The National Book Awards released its longlists today for Young People's Literature and Poetry.
Among those up for the award in Young People's Lit is David Levithan's gay teen novel Two Boys Kissing.
Levithan's novel interweaves the stories of a number of gay teens, foremost among them one couple who decides to break the world record for longest kiss.
Wrote the L.A. Times' Louis Bayard of the book:
Levithan interweaves all these players with surgical skill and with an unabashed attention to bodies. If the book's title doesn't get it banned from a thousand school libraries, its frankness will: "Peter lingers his hand down Neil's back, slips his fingers beneath his waistband, rests on the skin there, the heat. Neil moves in the opposite direction, his hand rising under the back of Peter's shirt, between his shoulder blades. … Neil touches the nape of his neck, then slowly retreats back down, fingernails raking skin…."
What sets this book apart from Levithan's previous work (including the charming "Will Grayson, Will Grayson," co-written by John Green) is its yearning for tragedy. For brooding over these youths is a Greek chorus of ghosts: the generation of gay men who lived and loved and died in the first onslaught of AIDS.

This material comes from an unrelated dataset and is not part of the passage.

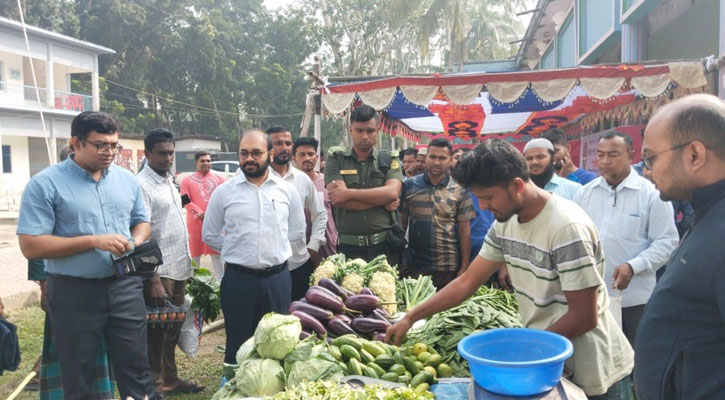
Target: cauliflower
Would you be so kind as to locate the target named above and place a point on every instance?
(326, 270)
(353, 282)
(383, 285)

"We are your shadow uncles," they declare, "your angel godfathers, your mother's or your grandfather's best friend from college, the author of that book you found in the gay section of the library."
Among those longlisted in Poetry is Frank Bidart's Metaphysical Dog.
Towleroad book critic Garth Greenwell praised the book in a review earlier this year.
For nearly half a century, Frank Bidart has been obsessed by a single theme. In this brilliant new collection, he calls it “hunger for the absolute”: our seemingly inescapable need for purity and perfection, for some significance that transcends the organic. Whether this hunger leads to philosophy or religion, politics or love or art, it both instills our lives with meaning and makes them intolerable.
…I've been reading Bidart for more than half my life, and with this new collection I feel again how much his work has become crucial to my sense not just of poetry but of my own "ordinary divided unsimple heart." Bidart's work is one of the unfolding wonders of the literature of our time. Read this book.